In the children who had a severe form of coronavirus infection, signs including difficulty in breathing, a high fever, pressure in the chest were common. Overall, around forty-four of the cases were also seen to have gastrointestinal symptoms such as diarrhea and stomach pain.

Though these findings show that childhood obesity is yet another factor that can increase the risk of severe COVID-19, the good news is that the researchers found that children with immune-suppressing health conditions did not have an increased risk of contracting the infection.

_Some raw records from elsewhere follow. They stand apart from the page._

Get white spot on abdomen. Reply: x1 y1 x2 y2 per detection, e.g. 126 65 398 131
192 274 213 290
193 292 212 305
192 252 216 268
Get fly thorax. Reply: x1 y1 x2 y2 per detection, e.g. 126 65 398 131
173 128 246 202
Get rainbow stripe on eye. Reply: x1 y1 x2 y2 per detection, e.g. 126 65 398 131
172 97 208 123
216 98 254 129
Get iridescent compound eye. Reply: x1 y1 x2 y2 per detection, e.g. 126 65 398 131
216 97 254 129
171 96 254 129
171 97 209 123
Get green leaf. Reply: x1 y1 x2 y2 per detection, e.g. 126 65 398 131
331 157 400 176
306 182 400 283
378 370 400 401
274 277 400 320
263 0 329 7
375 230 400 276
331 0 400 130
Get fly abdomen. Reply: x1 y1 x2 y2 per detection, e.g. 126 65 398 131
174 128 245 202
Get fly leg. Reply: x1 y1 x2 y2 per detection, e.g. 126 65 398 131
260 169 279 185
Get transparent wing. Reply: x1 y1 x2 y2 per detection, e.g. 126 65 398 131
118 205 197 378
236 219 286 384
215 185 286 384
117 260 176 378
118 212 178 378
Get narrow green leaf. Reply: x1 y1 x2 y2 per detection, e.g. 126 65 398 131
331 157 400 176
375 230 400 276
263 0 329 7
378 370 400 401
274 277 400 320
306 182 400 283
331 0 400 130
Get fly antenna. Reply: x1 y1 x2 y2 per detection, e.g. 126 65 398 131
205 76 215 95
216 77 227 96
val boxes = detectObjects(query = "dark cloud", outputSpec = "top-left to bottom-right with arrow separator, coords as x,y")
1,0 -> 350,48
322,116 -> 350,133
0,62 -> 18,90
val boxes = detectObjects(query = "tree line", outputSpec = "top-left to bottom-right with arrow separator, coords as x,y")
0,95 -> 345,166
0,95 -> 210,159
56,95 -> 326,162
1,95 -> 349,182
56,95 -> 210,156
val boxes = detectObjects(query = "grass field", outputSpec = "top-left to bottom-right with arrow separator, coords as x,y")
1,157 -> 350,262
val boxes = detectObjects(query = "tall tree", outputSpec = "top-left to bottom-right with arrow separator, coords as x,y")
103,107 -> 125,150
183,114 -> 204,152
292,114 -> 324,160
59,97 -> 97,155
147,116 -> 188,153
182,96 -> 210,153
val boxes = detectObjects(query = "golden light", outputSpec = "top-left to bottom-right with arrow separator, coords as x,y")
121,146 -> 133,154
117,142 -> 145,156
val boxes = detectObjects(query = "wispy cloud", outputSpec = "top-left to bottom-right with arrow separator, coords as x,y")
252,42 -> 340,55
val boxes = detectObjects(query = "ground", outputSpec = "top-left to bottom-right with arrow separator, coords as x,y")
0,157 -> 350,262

Similarly, the researchers also noted that most of the children, even those with a severe form of coronavirus infection, were likely to recover within a period of three days and get discharged from the hospital.

However, nearly one-third of the cases were critical and required breathing aids such as a ventilator to survive. Two of the cases also reached an extremely dangerous stage where the children had a cardiac arrest after a fall in blood oxygen levels.

One out of these two cases was fatal. According to the researchers, this may have occurred due to a blood clot as research has established that the coronavirus infection does increase the risk of blood clotting.

In fifteen of the children, hydroxychloroquine, which was a drug previously hyped for its potential benefits for COVID-19 was also used but the results remained the same and it was deemed to be ineffective.

The final conclusion given by the researchers stated that the study confirms some of the previous findings from other studies such as while some of the children may develop a severe illness, the majority is not likely to have few symptoms but it also adds that childhood obesity can be a big factor and cause the infection to reach a very critical stage.